Great Britain: Empty vegetable shelves: what the Brexit country could soon be missing

First the truck drivers were missing, then the eggs, now the tomatoes.

Great Britain: Empty vegetable shelves: what the Brexit country could soon be missing

First the truck drivers were missing, then the eggs, now the tomatoes. While in Germany there was only a temporary shortage of pasta or toilet paper during the pandemic, the shortage economy in Great Britain is no longer a rarity. Signs reading "Three items per customer" have recently been emblazoned on many vegetable shelves in British supermarkets. Experts are already speculating about what could be scarce next.

What was missing

In autumn 2021, the petrol stations were temporarily without petrol. A year later, eggs and Christmas turkeys were running out. In addition, there is a shortage of workers everywhere, especially in service jobs and gastronomy. So now the vegetables are also missing - and not for the first time. After the Brexit rules came into force for the first time, there were also gaps on the shelves.

Why is that

The reasons for the shortage are manifold: There was a shortage of petrol at the time, mainly because after Brexit and the pandemic, there weren’t enough truck drivers to drive the fuel from A to B. In eggs and turkeys, massive outbreaks of bird flu have been responsible for killing many animals. When it comes to vegetables, the British have to wait in line because the harvest was lower than usual due to drought or the weather.

"Brexit is an amplifier," says the head of the German-British Chamber of Industry and Commerce (AHK) in London, Ulrich Hoppe, in an interview with the German Press Agency. It has become more difficult and expensive to export to the UK. When demand outstrips supply, other countries come first. As far as the shortage of skilled workers is concerned, the hurdles for foreign workers have become higher due to visa rules.

What might be missing next

If you ask insiders what could be tight next, several assumptions come up.
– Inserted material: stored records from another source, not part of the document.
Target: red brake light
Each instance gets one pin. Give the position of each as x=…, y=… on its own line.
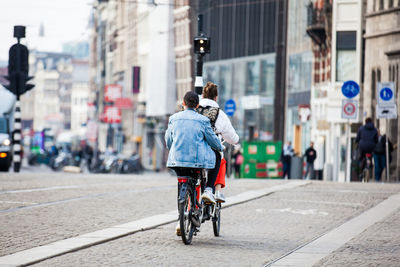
x=182, y=179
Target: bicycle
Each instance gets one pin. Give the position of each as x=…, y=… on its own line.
x=192, y=210
x=366, y=171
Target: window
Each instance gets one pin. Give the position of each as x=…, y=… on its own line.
x=268, y=77
x=253, y=77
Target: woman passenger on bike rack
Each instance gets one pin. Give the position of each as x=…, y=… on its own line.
x=190, y=140
x=222, y=127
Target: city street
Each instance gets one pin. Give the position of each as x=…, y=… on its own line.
x=39, y=208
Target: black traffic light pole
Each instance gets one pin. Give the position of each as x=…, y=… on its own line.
x=201, y=47
x=18, y=70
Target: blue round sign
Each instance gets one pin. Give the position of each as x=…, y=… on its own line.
x=230, y=107
x=386, y=94
x=350, y=89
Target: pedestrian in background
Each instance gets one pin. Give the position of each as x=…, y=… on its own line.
x=286, y=158
x=310, y=156
x=380, y=155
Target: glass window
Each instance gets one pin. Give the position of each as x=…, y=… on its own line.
x=267, y=122
x=268, y=77
x=253, y=77
x=238, y=89
x=345, y=65
x=299, y=72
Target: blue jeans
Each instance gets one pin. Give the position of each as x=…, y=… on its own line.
x=309, y=170
x=380, y=164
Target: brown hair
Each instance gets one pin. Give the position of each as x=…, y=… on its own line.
x=210, y=91
x=191, y=99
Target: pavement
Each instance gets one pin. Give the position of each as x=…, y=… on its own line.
x=271, y=221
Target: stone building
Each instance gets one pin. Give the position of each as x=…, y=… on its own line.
x=382, y=61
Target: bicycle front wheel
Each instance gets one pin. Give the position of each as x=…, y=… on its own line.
x=217, y=219
x=185, y=222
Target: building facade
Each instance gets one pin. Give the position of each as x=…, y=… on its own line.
x=382, y=60
x=248, y=62
x=336, y=29
x=299, y=76
x=132, y=46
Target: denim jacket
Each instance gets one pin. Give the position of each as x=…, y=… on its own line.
x=189, y=138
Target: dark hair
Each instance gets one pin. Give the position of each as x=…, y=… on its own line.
x=210, y=91
x=191, y=99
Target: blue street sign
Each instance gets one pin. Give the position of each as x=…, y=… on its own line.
x=350, y=89
x=386, y=94
x=230, y=107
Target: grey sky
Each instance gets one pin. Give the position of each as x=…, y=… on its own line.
x=63, y=20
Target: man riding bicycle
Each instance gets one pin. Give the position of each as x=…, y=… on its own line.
x=190, y=140
x=367, y=138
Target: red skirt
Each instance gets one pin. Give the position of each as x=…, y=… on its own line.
x=221, y=174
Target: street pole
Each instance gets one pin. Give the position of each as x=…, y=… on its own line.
x=17, y=115
x=198, y=84
x=387, y=152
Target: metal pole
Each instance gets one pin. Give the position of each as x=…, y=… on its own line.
x=387, y=152
x=348, y=154
x=16, y=137
x=198, y=84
The trade association British Retail Consortium considers bottlenecks in olive oil to be possible due to poor harvests in the growing regions - just like the British-German economist Andrew Lee, who teaches at the Baden-Württemberg Cooperative State University and also puts imported cheese on the list of possible endangered goods .

If extreme weather events are expected to increase, any shock in the supply chains will hit Great Britain harder than EU countries, Lee said in an interview with the dpa. "Britain can then sell more cheddar, but whether that can make up for the lack of EU cheese imports is questionable - and whether customers only want to eat British cheese is a completely different question."

The National Farmers Union also expects that the shortages in tomatoes and cucumbers will remain, as the harvest of the local varieties has become increasingly thin over the years. The farmers assume that the 2022 season will turn out to be the one with the lowest yield for tomatoes and cucumbers since records began almost 40 years ago after the final count. The trend is similar for pears and peppers. "Food safety in Britain is over. The government needs to take this seriously," said the federation's vice-president, David Exwood.

Why shouldn't that change in the first place?

There are several reasons for this - one of them is Brexit. Expert Hoppe from the Chamber of Foreign Trade estimates that Great Britain is always about 10 to 15 percent more affected than EU countries. "Brexit has increased the risk of supply chains breaking up," he says. So far, the British government has shunned the idea of ​​at least rejoining the EU single market one day. In addition, droughts and other extreme weather events, aggravated by climate change, mean that farmers have serious problems with their harvests more often.

Germany will not be entirely spared either

Germany is not spared from the effects of climate change and global disruptions to supply chains - for example as a result of sanctions or conflicts. Even when long-distance drivers were rare in Great Britain, industry associations pointed out that tens of thousands of workers were also missing in Germany and that the shortage would only increase. Due to the additional hurdles in Great Britain, it is often only possible to see under the magnifying glass in which areas there could later be problems elsewhere.